Une embarcation de migrants et de réfugiés attend d'être secourue en mer Méditerranée, en février 2018 (image d'illustration). © Olmo Calvo/AP/SIPA

C’est une tragédie qui s’écrit sous nos yeux, et, par paresse ou lâcheté, quand ce n’est pas par mépris, nous les gardons fermés. Avec son nouveau roman, l’écrivain haïtien Louis-Philippe Dalembert, lauréat du Prix de la langue française 2019, nous force à les ouvrir.

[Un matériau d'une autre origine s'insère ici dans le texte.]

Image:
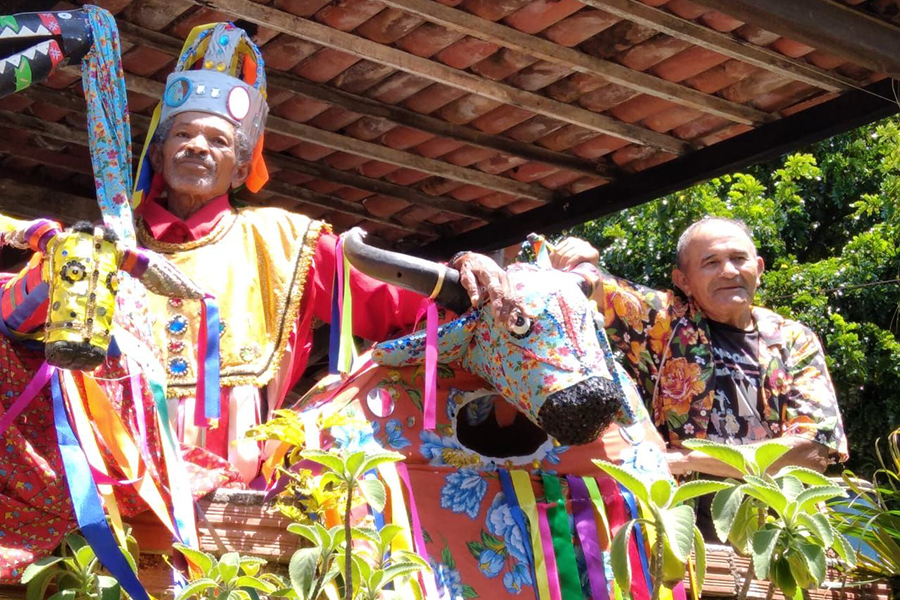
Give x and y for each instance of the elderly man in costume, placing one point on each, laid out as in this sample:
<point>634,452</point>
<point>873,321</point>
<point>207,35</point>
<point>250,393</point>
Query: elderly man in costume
<point>271,270</point>
<point>710,363</point>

Et c’est douloureux. Mur Méditerranée nous raconte en effet le voyage de trois femmes, Chochana la Nigériane, Semhar l’Érythréenne et Dima la Syrienne, qui, pour des raisons différentes, ont choisi le chemin de l’exil vers l’Europe.

De leur pays aimé mais incapable de leur garantir une vie décente à l’horreur de la traversée à bord d’un vieux chalutier, toutes trois défient leur destin, laissant derrière elles famille et rêves d’enfants ; les affres du trajet vont les priver de leurs dernières illusions.

Fait réel

Sans pathos mais avec précision, Louis-Philippe Dalembert décrit minutieusement la violence insigne des routes migratoires, l’ignominie des passeurs, le racisme, les extorsions, les abus, les viols, les meurtres…

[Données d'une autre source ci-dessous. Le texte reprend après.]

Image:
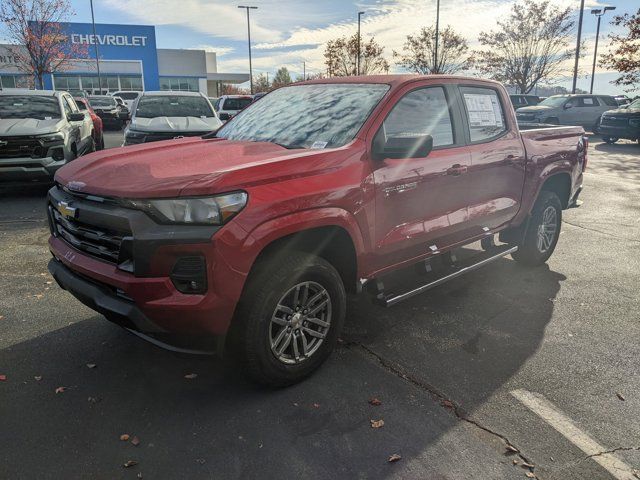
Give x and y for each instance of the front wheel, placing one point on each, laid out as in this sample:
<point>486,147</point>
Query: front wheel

Pas besoin de savoir que ce roman est inspiré d’un fait réel – le naufrage d’un bateau clandestin secouru par le pétrolier danois Torm Lotte, en 2014 – pour ressentir au plus profond de soi à la fois les souffrances des protagonistes et leur farouche volonté de vivre. Notamment parce que Louis-Philippe Dalembert s’est attaché à peindre Chochana, Semhar et Dima non comme des archétypes sans âme, mais plutôt comme des êtres tissés de contradictions, tantôt égoïstes, tantôt altruistes, tantôt racistes, tantôt ouverts aux autres.

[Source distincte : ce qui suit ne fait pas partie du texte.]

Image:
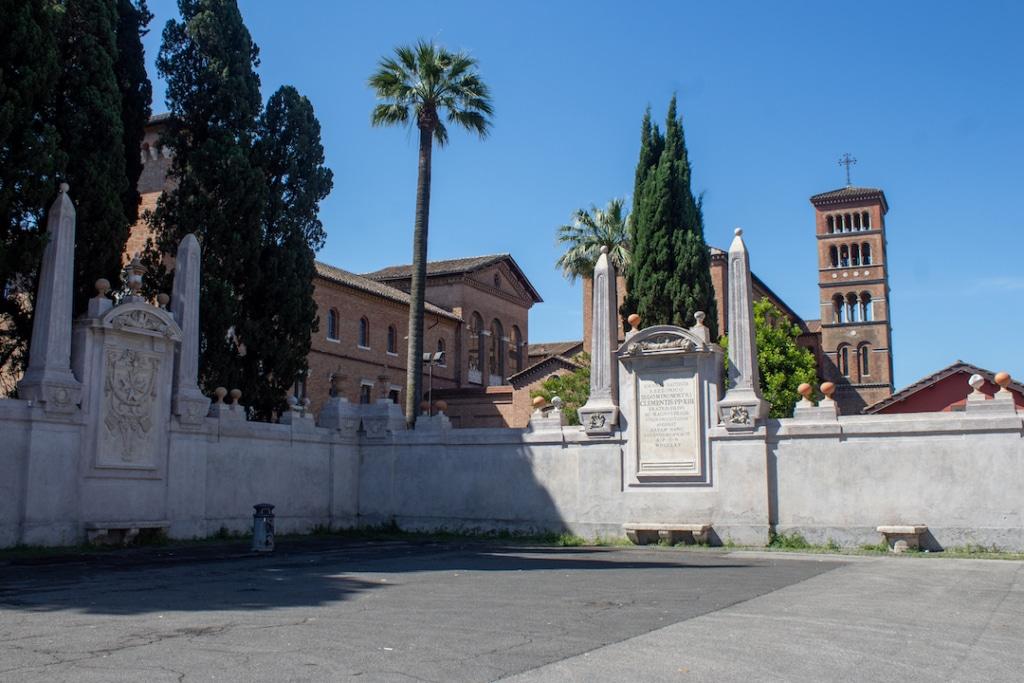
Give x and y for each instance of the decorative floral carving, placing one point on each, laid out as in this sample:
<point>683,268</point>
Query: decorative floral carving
<point>738,415</point>
<point>662,343</point>
<point>130,390</point>
<point>141,319</point>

Ainsi s’est-il longuement attaché à décrire les relations, notamment de pouvoir, entre les passagers du rafiot, selon leurs origines géographiques et sociales. Sans se laisser berner par l’idée romantique que tous les candidats à l’exil seraient embarqués dans la même galère, égaux face au malheur, Dalembert montre avec lucidité la domination des Africains du Nord sur leurs frères subsahariens et le racisme viscéral des passeurs libyens ou tunisiens, qui considèrent leurs passagers comme du bétail dont la vie n’aurait aucune valeur.

Immanquablement, ses descriptions rappellent les atrocités de la traite négrière : sur le chalutier perdu au milieu des flots, certaines vies humaines n’ont plus aucune valeur, quel que soit le prix payé, à l’avance, pour le voyage…

Précision journalistique

Visiblement traumatisé par le drame méditerranéen qui n’émeut qu’occasionnellement les médias grand public, l’auteur du Crayon du Bon Dieu n’a pas de gomme et de Noires Blessures a tenté d’unir dans ce texte fiction et précision journalistique. C’est ce qui en fait la force et, parfois, les faiblesses, quand l’homme engagé prend le pas sur le romancier. On aurait mauvaise conscience de le lui reprocher.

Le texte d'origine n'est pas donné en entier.